Ruelles. Zinder, porte du Sahel, ancienne capitale du Niger. Partout des groupes dans les ruelles, des groupes d’hommes assis le long des murs, de petits groupes de femmes qui vendent des bricoles, des onguents, des pigments et surtout des groupes d’enfants, des grappes plutôt, dans la rue ou réunis autour d’un maître dans des écoles coraniques rudimentaires, quasiment en plein air. Des murs rouges, des portes peintes, des mosquées, des rochers, un palais-labyrinthe.

Dans ce dédale les apparitions ne manquent pas. Pénétrant dans un couloir, je tombe nez à nez avec une vache aux cornes majestueuses. Paisible comme tous les habitants que nous croisons. Dans le nôtre non plus (de dédale) les apparitions ne manquent pas. Le Centre culturel que dirige Sylvie Guellé nous offre des murs, des allées, des escaliers, des paillotes, des toits, une scène.

Nous arrivons à Zinder le 30 mars au soir. Nous venons de Ouagadougou via Niamey. Nous avons joué à Ouagadougou le 25, 26 et 27 mars. Dès le 31 mars nous installons dare-dare nos fenêtres et nos Fantômes, et les pièces d’identités : Revanche(s), À l’étroit, Contradictions, Ne t’endors pas. Toute la troupe se glisse dans les plis de ce lieu chaleureux dont la rénovation s’achève justement ce soir, 1er avril 2004. Nous inaugurons le nouveau Centre. Les acteurs se coulent dans les petites et grandes pièces d’identités devenues des habits familiers qu’ils ré-ajustent en fonction des espaces et du dispositif général de représentation.
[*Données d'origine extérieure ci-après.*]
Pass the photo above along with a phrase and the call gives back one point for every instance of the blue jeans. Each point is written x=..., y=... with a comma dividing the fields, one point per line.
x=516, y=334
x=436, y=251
Toudeba est sur le toit, il cherche un appui, un cadre pour jouer Fraternité qui ouvre la soirée, Wakeu et Kocou testent En trop sur un muret, Mathieu et Beto se superposent dans le jardin pour proférer Contradictions d’Ousmane, Martin Ambara dispose une table au fond d’une ruelle (Parechoc), Adama Akili se voile le long d’un mur (Doigt), Fati Halidou frotte ses couteaux l’un contre l’autre (Culture), Aïssa Ide répète Nue sous une paillote, Fatima Ouedraogo dresse ses cheveux rouges, une banane à la main (Déprime). Monique et Charline vont des uns aux autres, réglant pour chaque texte la partition théâtrale ; de mon côté je remets en scène Dans la paille qu’interprète Ese Brume. Des séquences rythmées, physiques et vocales dont il faut construire l’articulation. Avec une part d’imprévisible bien entendu. Mais justement pour que cet imprévisible soit un don et non un dérangement il faut soigner (et penser) les liens, les passages, les mouvements. Cette première partie de la soirée composée de dix petits spectacles articulés s’offre au public, l’accueille, le fait entrer dans le secret de ce théâtre. C’est un exercice d’hospitalité. Et ça marche.